When Corporations are Sued for Injuries and Deaths

injured employee

Even giants fall. Corporations in the United States seem infallible. They have billions of dollars at their disposal, they employ an army of top lawyers to protect them, and still have a budget to repair their reputation. Suing them for causing harm to you and your loved one, when you are merely a consumer sounds like an impossible task.

However, it has happened before and people have been successful. Despite having experts under their command, as well as huge amounts of money and influence, consumers have won suits against massive corporations.

There are a few reasons why a consumer can sue a corporation, and one of which is the malfunction of a product that may or have caused an injury or death. There have been a few cases where corporations have to face product liabilities in the United States. Here are some of the biggest in history.

GM: a Faulty Ignition Leads to Expensive Settlement

Being involved in a vehicular accident is not just life-threatening. It is also very expensive. The driver loses their car and, if they sustained injuries during the event, they will have to shell out more money for hospital bills, medications, and therapy. If the accident has prevented them from going to work, they might lose months-worth of wages, too. In addition, if they believe that they are not at fault, and they want to demand compensation for damages from the perpetrator, they will need to work with an experienced car accident lawyer to represent them in court.

So, when several models of vehicles from General Motors were found to have faulty ignition switches that automatically turned the engine off and prevented airbags from deploying, people were enraged. The car manufacturer recalled the affected vehicles, but the damage was done. Drivers got into the accident. Many people lost their lives.

As a result, several lawsuits were filed against GM, two of which were class-action lawsuits. In 2017, the car manufacturer settled the cases filed against it for $120 million which will be paid to claimants across dozens of states.

Dow Corning: the Case of Exploding Implants

Women get breast implants for a variety of reasons, all of which are valid. When they do, they expect to suffer from health consequences because of it. Yet, in the ‘90s, numerous women came forward to accuse Dow Corning, a manufacturer of silicone products, of causing a long list of complications, including implant rupture.

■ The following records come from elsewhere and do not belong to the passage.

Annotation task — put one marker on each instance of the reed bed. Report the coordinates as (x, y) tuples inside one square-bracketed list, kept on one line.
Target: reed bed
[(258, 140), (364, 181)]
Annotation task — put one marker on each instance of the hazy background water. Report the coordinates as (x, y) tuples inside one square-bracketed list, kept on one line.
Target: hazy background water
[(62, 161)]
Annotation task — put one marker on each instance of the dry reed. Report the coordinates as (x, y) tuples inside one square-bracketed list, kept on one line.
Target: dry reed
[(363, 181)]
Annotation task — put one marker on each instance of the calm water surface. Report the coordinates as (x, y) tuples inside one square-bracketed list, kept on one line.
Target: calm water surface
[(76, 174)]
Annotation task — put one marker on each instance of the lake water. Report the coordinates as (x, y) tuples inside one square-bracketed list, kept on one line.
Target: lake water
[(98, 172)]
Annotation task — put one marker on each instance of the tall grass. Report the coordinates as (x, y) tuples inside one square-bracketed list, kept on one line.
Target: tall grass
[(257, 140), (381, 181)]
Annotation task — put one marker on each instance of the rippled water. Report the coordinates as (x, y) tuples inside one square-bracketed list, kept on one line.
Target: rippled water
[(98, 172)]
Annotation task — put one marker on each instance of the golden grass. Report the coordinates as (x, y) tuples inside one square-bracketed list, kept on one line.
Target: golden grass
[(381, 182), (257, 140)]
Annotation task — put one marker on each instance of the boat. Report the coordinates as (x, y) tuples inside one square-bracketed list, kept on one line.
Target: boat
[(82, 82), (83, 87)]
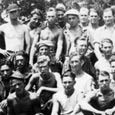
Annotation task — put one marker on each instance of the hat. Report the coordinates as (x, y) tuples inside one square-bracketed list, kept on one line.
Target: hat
[(72, 12), (44, 43), (43, 59), (17, 75), (12, 7), (60, 7)]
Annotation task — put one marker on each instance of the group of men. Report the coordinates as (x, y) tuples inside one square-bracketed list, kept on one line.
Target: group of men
[(64, 65)]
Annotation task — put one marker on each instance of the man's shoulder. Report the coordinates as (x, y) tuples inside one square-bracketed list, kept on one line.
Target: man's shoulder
[(33, 96), (59, 94), (100, 28), (11, 97), (87, 76)]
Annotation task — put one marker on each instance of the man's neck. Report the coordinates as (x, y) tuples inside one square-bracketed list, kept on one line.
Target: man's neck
[(84, 24), (51, 26), (69, 93), (14, 22), (21, 95), (94, 25)]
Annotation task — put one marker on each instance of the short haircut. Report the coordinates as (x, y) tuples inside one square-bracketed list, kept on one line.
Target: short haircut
[(103, 73), (7, 62), (93, 10), (74, 54), (69, 74), (84, 9), (106, 40), (82, 38), (112, 58)]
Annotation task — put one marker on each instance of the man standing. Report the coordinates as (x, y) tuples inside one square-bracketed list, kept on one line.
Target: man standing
[(106, 31), (66, 100), (21, 102), (16, 34), (102, 100), (51, 33)]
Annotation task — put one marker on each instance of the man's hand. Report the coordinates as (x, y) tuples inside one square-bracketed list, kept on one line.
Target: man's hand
[(109, 112), (4, 52), (3, 104)]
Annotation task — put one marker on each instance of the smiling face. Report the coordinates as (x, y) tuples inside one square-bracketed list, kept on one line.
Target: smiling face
[(75, 63), (107, 48), (14, 14), (108, 17), (68, 83), (5, 72), (104, 82), (73, 20)]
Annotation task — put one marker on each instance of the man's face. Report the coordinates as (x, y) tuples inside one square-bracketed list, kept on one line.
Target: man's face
[(51, 17), (93, 18), (75, 63), (104, 82), (68, 83), (73, 20), (107, 48), (84, 16), (13, 14), (5, 72), (108, 18), (60, 16), (43, 67), (43, 50), (20, 62), (18, 86), (112, 67), (81, 47), (35, 21)]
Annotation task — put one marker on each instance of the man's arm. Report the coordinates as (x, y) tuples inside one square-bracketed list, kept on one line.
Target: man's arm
[(59, 81), (55, 108), (34, 78), (97, 51), (33, 49), (84, 104), (59, 44), (27, 40), (10, 110)]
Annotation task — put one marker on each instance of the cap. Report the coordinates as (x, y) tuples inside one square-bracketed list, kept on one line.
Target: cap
[(60, 7), (12, 7), (17, 75), (72, 12), (44, 43), (43, 59)]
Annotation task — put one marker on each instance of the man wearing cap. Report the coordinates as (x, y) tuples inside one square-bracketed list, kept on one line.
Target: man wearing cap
[(51, 33), (74, 31), (45, 82), (60, 10), (16, 34), (21, 102)]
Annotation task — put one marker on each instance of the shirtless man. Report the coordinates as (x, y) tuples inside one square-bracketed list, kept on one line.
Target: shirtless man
[(21, 102), (75, 30), (51, 33), (16, 35)]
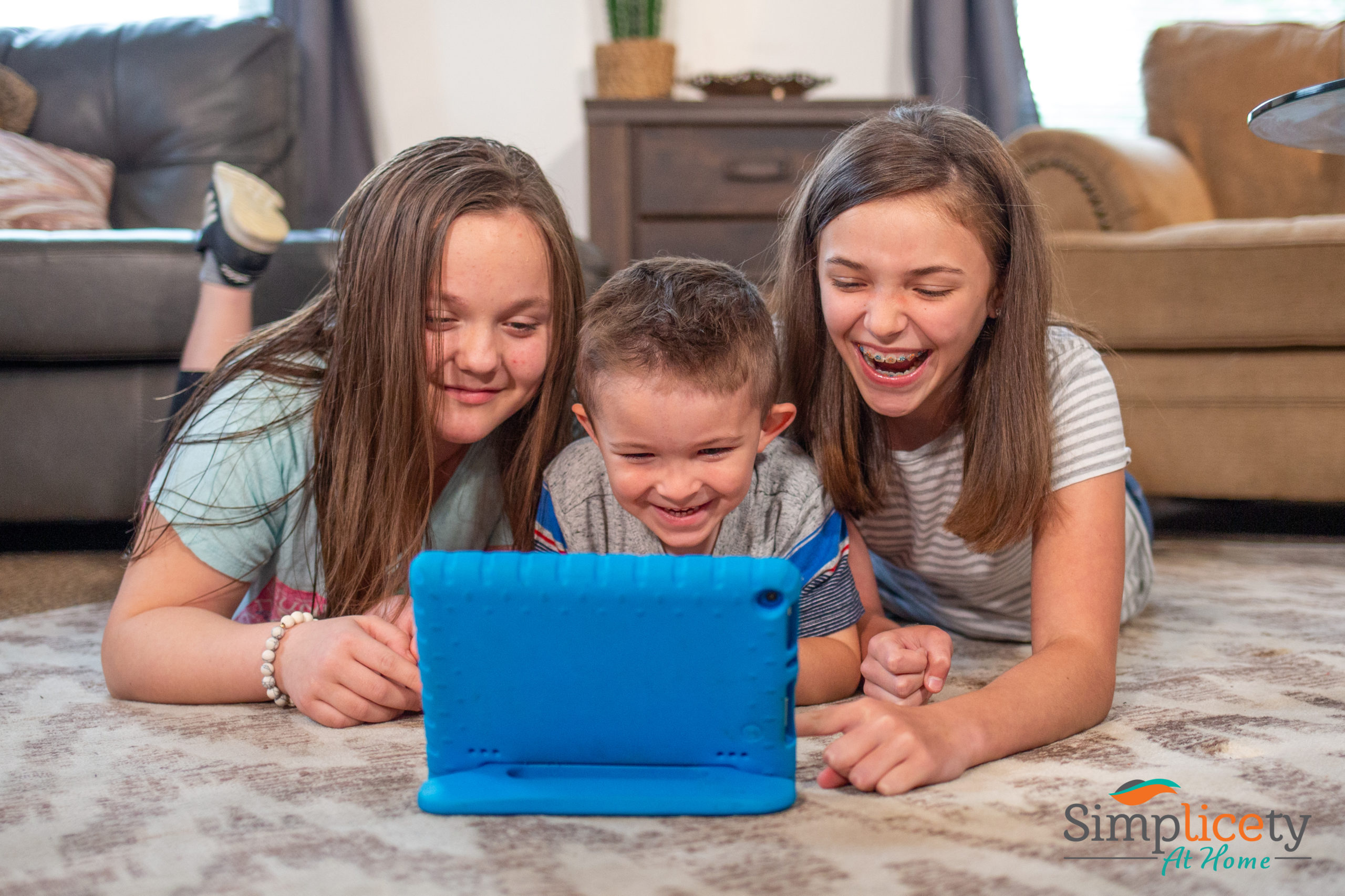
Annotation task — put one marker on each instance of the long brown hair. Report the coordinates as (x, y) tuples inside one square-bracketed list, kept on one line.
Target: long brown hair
[(361, 349), (1005, 408)]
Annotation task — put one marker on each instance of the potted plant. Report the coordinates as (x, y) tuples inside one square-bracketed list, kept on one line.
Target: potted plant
[(637, 65)]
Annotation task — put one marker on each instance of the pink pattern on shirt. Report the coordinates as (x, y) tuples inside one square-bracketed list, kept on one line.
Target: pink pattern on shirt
[(277, 599)]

In one case, a woman claimed that her ruptured breast implants caused her mixed connective-tissue disease, a rare condition in which the patient experiences a combination of symptoms from multiple disorders such as lupus, scleroderma, and polymyositis. It can cause muscle and joint pain, skin rashes, swollen hands, numb fingers and toes, and increase fatigue.

Thousands of individual lawsuits were later filed against Dow Corning because of the unexpected health consequences of their breast implants. In the end, the company settled and offered to pay $3.2 billion to plaintiffs.

Lawyer

Philip Morris: Smoking is Bad for the Health

Philip Morris, now Altria Group Inc., was once sued by a woman who claimed that she developed lung cancer for smoking cigarettes. She also said that the tobacco brand did not do enough to warn consumers about the serious health risks of cigarette smoking.

In 2001, a jury demanded that Philip Morris pay over $3 billion in punitive damages, the largest every award given to an individual.

Over the years, tobacco companies have been sued over the health risks that come with cigarette smoking. In one class-action lawsuit, the plaintiffs were awarded by a jury with more than $140 billion in compensation.

Johnson & Johnson: Unknowingly Exposed to Asbestos

For years, Johnson & Johnson, and its supplier Imery’s Talc America, faced thousands of lawsuits from plaintiffs who claimed that exposure to the baby powder, which is made of talc, has led to serious health consequences, including different types of cancers.

It was found that the product is tainted with asbestos, a natural mineral and widely-known carcinogen, is often found in proximity with talc in the earth. Cross-contamination, therefore, happens a lot. According to internal memos, Johnson & Johnson knew that the baby powder had traces of asbestos, but kept the information from regulators and consumers.

In 2018, a jury ordered Johnson & Johnson to pay $117 million to a man who has been using the baby powder since they were a child and, later on, developed mesothelioma, a deadly form of cancer that affects the tissue that lines body cavities.

Corporations have a responsibility to consumers to ensure that their products are safe. If a product defect causes injuries or death, they can bring the corporation at fault to court and possibly collect damages.